When fed continuous data from the Guy-Greenbrier dataset, the model, which took nearly an hour to train on a computer, detected 1,102 micro- and large earthquakes caused by hydraulic fracturing, wastewater injection, and tectonic plate movement, including 77 that had never been recorded before.
The report said that in all tests, the learning model showed "superior" performance compared to two widely deployed earthquake systems because the computer model can analyze some data values that people cannot see.

also,The scalability of the model has also been improved.“Once trained, the model can be applied in real time to seismic data streams,” they wrote. “The seismic signals, based on their spectral structure, are modeled with high resolution and a low rate of false positives.”
The team believes that the machine learning model could be easily scaled up to multiple sensors, allowing for real-time monitoring in tectonically active areas and could also serve as the basis for an early earthquake warning system.
If the judgment of small earthquakes is accurate enough, then it will be of great significance for the prediction model to be used in the prediction of large earthquakes.
Earthquake prediction may be possible in the future
Machine learning techniques can be used to preserve simulated records of past earthquakes in large quantities. As the media that records this data gradually degrades, seismologists are racing to preserve this valuable information.
Some researchers are using machine learning algorithms to sift through seismic data to better identify earthquake aftershocks, volcanic seismicity and to monitor precursors to shaking that signal deformation at plate boundaries where huge earthquakes could occur.
Other researchers are using machine learning techniques to locate earthquake origins and distinguish small quakes from other seismic "noise" in the environment.
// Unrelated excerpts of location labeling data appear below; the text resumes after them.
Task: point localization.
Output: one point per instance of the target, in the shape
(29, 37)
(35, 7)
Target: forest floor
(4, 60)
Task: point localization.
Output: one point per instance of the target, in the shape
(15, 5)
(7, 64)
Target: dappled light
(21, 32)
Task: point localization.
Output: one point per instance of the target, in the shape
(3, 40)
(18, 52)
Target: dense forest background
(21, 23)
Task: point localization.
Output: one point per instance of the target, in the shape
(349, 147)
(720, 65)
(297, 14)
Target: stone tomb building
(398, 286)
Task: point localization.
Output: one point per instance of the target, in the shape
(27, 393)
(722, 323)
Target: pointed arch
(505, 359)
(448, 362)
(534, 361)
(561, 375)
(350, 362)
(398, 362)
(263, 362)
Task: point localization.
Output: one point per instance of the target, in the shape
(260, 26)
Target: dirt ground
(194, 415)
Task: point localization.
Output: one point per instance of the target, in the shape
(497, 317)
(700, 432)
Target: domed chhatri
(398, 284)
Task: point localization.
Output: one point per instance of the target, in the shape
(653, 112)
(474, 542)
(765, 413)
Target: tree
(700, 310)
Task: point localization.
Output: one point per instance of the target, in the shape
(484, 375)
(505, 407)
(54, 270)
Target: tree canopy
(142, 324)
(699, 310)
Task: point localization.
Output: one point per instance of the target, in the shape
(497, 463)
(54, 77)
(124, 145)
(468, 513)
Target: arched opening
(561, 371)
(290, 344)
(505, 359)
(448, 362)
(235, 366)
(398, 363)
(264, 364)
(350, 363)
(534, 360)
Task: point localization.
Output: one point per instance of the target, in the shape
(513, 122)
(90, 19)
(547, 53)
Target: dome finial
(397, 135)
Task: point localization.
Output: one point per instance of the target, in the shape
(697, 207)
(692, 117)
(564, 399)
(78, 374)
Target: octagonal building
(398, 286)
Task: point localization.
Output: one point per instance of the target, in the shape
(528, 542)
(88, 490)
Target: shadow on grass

For a long time, some scholars believed that it was impossible to completely predict earthquakes. But from the current research results, perhaps predicting earthquakes is no longer "impossible". Through accurate prediction of aftershocks and micro-earthquakes, perhaps in the near future, the problem of predicting large earthquakes can be solved.
Natural disasters are uncontrollable. We can only hope that we can use the power of modern technology to prevent natural disasters from causing harm to anyone.
Look forward to the day when machine learning-based predictions help deploy emergency services and provide evacuation plans for areas at risk of aftershocks.